Exotismo vira arma para fazer consumidor comprar flores

12/09/2006

Exotismo vira arma para fazer consumidor comprar flores

Produtores já desenvolvem no Brasil as espécies criadas no exterior, como cravos verdes

Produtores brasileiros de flores ampliam a oferta de espécies exóticas para atrair consumidores. Rosas e cravos verdes, antúrios cor de chocolate e gérberas com miolos preto, verde ou multicor estão entre as novidades. Muitas das novas espécies, antes importadas, começam a ser desenvolvidas no País, numa parceria entre produtores e laboratórios de melhoramento genético.

O produtor Arnaldo Reijes, de Munhoz (MG), se encantou, há dois anos, com uma espécie de cravo verde que viu numa exposição na Holanda.

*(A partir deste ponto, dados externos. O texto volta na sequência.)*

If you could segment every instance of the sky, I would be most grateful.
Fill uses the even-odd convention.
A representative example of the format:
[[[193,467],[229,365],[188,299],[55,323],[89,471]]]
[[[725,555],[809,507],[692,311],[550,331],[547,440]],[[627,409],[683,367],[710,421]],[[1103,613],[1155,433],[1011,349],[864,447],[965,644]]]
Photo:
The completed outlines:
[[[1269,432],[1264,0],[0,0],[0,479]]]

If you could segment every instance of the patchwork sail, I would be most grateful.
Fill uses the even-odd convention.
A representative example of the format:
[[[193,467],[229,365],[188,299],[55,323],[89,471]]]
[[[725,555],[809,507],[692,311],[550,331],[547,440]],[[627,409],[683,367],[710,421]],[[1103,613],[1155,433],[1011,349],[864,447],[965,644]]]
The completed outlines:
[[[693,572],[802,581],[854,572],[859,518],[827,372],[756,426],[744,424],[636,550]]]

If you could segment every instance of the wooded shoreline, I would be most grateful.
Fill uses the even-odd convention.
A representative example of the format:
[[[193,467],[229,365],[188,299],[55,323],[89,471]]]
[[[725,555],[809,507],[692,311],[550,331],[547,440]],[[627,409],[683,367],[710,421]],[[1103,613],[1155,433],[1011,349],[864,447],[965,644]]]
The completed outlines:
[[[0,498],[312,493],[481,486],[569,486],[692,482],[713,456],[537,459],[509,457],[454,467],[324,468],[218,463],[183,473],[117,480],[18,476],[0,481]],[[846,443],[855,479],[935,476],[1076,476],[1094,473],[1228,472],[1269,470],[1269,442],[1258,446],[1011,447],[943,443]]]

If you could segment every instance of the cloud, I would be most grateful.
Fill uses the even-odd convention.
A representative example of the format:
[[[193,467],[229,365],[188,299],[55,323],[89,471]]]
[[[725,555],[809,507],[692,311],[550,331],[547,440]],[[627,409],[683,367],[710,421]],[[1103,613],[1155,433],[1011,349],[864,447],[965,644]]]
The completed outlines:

De volta ao Brasil, encomendou 10 mil mudas, mas elas não foram para a frente. Ele insistiu e trouxe nova remessa, desta vez de outra espécie mais resistente, que recebeu tratamento diferenciado no plantio e vingou.

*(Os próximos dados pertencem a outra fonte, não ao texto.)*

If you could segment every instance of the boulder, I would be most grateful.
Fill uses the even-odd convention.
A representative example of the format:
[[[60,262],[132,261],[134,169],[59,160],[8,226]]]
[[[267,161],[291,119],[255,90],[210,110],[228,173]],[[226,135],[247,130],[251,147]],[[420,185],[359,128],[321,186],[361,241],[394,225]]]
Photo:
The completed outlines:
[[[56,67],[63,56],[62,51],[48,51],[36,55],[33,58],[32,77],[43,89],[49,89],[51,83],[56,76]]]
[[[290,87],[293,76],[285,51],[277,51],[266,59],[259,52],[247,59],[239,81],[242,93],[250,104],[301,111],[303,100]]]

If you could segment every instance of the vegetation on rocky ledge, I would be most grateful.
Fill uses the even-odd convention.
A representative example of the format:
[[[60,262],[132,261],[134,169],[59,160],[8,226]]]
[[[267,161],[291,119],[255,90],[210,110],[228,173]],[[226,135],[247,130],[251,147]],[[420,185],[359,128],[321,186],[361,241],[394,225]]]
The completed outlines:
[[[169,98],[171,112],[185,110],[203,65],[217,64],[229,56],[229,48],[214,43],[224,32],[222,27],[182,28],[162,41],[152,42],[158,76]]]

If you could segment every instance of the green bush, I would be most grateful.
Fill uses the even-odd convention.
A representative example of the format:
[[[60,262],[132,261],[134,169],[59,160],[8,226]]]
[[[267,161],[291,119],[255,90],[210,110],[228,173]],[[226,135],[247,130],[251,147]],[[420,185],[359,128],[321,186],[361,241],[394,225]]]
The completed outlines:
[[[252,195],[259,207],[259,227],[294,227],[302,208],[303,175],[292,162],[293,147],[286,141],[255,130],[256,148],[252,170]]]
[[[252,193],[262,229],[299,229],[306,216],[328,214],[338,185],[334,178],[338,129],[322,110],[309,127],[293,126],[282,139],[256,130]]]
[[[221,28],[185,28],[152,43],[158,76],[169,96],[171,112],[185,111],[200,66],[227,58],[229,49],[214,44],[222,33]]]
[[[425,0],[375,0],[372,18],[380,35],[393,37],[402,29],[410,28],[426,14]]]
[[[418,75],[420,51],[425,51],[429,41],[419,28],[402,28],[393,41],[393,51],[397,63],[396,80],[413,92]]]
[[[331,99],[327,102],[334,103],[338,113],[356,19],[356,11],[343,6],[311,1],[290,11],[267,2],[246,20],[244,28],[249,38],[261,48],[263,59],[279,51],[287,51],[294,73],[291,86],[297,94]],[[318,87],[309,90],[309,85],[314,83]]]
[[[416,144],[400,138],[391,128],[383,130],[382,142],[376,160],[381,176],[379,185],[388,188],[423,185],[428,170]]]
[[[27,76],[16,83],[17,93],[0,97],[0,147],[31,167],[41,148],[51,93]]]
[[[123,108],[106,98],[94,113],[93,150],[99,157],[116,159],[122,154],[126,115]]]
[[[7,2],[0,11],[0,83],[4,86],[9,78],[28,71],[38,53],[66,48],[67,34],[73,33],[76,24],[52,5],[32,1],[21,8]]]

Recentemente, o cravo verde começou a ser vendido no mercado. O maço com uma dúzia custa cerca de R$ 6. "É diferente e chama muito a atenção", afirma Reijes, que há 20 anos cultiva cravos. Ele produz cerca de 4,5 milhões de hastes por ano e diz que, apesar da novidade, as vendas estão mais concentradas nas espécies tradicionais, vendidas por aproximadamente R$ 5 o maço.

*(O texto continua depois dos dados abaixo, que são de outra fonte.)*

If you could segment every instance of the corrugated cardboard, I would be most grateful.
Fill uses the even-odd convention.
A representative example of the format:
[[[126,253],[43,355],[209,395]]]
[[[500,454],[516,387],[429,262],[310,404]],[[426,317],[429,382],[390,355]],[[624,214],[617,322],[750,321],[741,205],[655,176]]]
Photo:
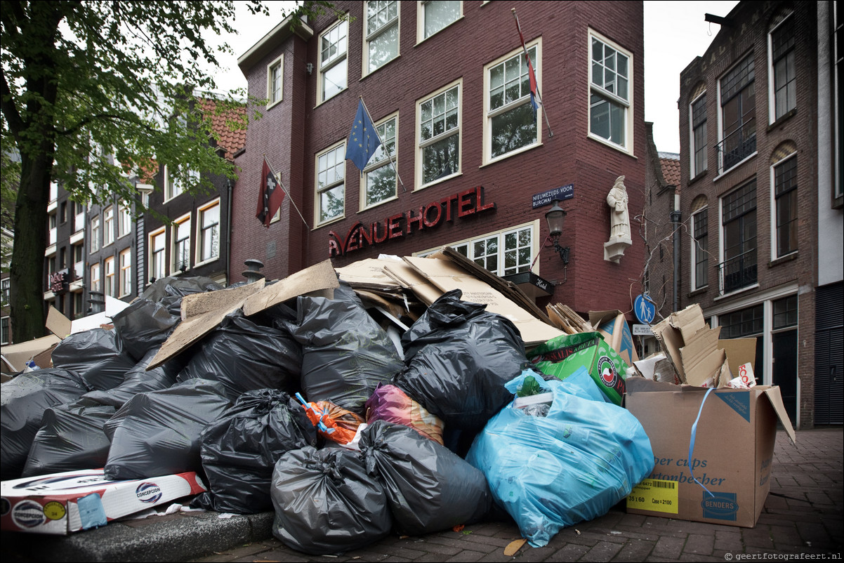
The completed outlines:
[[[702,387],[644,377],[626,383],[625,407],[645,428],[654,457],[653,472],[634,487],[627,512],[755,526],[771,485],[777,421],[795,440],[779,387],[713,389],[703,403],[707,389]]]
[[[633,335],[625,314],[619,310],[590,311],[589,324],[592,330],[597,330],[606,340],[609,347],[619,353],[627,365],[632,365],[638,361],[636,346],[633,345]]]
[[[490,312],[510,319],[522,334],[525,346],[538,344],[565,333],[536,318],[489,284],[450,260],[415,257],[404,257],[404,260],[441,291],[460,290],[463,300],[485,303]]]
[[[84,469],[3,481],[0,528],[65,535],[206,490],[196,473],[110,481]]]

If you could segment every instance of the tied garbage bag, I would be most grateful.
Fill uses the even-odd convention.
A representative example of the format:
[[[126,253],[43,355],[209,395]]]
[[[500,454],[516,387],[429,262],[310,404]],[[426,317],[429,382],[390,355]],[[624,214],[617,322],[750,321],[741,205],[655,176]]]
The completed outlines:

"Nos últimos dez anos houve declínio no mercado de cravos em todo o mundo, mas este ano está ocorrendo uma reação", diz o produtor, para quem o mercado de flores precisa de novidades constantes. Para o ano que vem, ele prepara o lançamento no Brasil da protéia, flor de origem africana. Ele importou mudas de 20 espécies que estão em teste de plantio. Reijes acredita que apenas quatro delas serão lançadas comercialmente.

Na busca constante por novidades, Guilherme Hendrikx, maior produtor de gérberas no País, introduziu em sua plantação, na cidade de Holambra (SP), espécies com variações nas cores do miolo em preto, verde e vermelho. Na flor tradicional, o centro é branco.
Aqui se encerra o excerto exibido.